Following a case study research design, reviewing literature, and conducting semi-structured interviews serve as the research methods. Complemental to this, the concept of circular water economy and transition theory constitute the theoretical background for this thesis.
The specific extent of water demand management measures related to circularity and provision of benefits could not be determined. However, the thesis outlines the variety of benefits such measures may bring to Hamburg. These include climate mitigation, climate resilience, contributing to a secure water supply, and potentially offsetting the need to build new infrastructure to meet growing water demand. Furthermore, such measures may close the identified gap of measures, that aim to avoid and reduce water consumption in the Hamburg water sector and thereby, represent important means to increase its circularity.
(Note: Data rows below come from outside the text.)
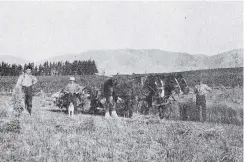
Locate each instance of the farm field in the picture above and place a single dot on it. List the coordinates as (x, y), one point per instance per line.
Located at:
(228, 77)
(49, 135)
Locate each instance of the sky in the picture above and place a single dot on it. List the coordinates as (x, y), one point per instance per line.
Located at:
(39, 30)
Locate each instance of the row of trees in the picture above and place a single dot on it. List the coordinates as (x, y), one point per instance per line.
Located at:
(51, 68)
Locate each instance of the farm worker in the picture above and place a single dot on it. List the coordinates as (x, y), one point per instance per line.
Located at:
(73, 89)
(201, 90)
(26, 81)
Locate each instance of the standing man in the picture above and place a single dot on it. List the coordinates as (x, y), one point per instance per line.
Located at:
(26, 81)
(73, 90)
(201, 90)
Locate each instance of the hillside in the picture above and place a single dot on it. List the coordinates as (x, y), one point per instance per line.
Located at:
(129, 61)
(12, 59)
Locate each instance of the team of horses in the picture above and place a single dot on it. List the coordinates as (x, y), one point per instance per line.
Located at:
(127, 93)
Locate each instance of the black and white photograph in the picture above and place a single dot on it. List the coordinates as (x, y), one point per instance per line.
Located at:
(121, 81)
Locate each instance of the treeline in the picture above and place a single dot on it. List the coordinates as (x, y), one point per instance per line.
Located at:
(51, 68)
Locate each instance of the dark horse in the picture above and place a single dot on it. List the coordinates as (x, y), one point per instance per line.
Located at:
(159, 88)
(118, 92)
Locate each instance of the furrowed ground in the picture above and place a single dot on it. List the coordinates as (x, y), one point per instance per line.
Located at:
(50, 135)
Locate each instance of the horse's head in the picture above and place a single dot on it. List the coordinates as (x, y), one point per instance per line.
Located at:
(182, 84)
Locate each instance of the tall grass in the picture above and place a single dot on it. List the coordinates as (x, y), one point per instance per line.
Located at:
(52, 136)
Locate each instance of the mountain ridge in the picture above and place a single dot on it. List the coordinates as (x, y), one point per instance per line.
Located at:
(129, 61)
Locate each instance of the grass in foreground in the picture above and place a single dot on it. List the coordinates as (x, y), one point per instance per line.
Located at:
(53, 136)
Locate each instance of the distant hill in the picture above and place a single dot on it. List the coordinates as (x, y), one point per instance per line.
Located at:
(12, 59)
(127, 61)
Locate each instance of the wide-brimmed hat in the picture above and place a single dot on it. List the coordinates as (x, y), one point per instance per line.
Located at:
(72, 78)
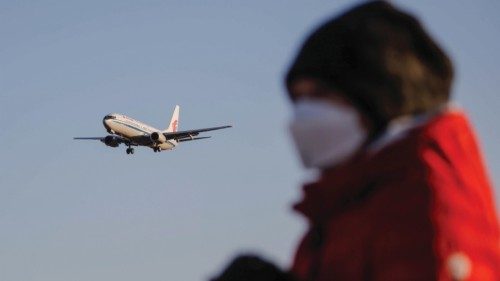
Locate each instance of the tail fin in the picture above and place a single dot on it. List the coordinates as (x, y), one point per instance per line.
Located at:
(174, 122)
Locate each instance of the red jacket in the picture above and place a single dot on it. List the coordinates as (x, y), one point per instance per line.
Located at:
(419, 209)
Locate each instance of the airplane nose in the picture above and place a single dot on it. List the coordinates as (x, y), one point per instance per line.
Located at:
(105, 123)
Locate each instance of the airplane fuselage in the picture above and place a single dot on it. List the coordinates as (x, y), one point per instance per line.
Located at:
(135, 130)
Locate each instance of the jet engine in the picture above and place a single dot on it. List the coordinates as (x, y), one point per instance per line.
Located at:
(111, 141)
(157, 137)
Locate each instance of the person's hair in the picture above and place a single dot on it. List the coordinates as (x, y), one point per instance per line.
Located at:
(381, 59)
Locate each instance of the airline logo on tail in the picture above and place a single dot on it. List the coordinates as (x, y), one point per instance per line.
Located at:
(174, 126)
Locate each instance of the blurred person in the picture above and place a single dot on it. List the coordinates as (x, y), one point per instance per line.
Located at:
(403, 192)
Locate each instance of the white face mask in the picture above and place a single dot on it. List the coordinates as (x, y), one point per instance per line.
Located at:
(326, 133)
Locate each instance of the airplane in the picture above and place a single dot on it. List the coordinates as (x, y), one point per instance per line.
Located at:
(130, 132)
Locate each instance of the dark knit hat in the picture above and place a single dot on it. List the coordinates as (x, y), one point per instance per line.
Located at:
(381, 59)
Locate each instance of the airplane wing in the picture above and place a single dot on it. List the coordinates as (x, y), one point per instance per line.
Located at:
(190, 139)
(114, 140)
(188, 135)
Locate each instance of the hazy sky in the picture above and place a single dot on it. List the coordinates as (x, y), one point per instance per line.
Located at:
(83, 211)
Limiting the potential and the value of residential water demand measures for Hamburg is an identified path dependence between the pipe infrastructure and a specific needed amount of water consumption. Moreover, a dominating mindset in the water utility has been identified that focuses on supply-oriented solutions and neglects the multitude of benefits of reducing water consumption. Similarly, the concept of circular water economy is mainly perceived with regard to the recovery of materials and recycling of water. Therefore, to promote residential water demand management measures, this thesis argues for a mindset change that acknowledges the value of such measures for circularity and considers the full benefits they may provide.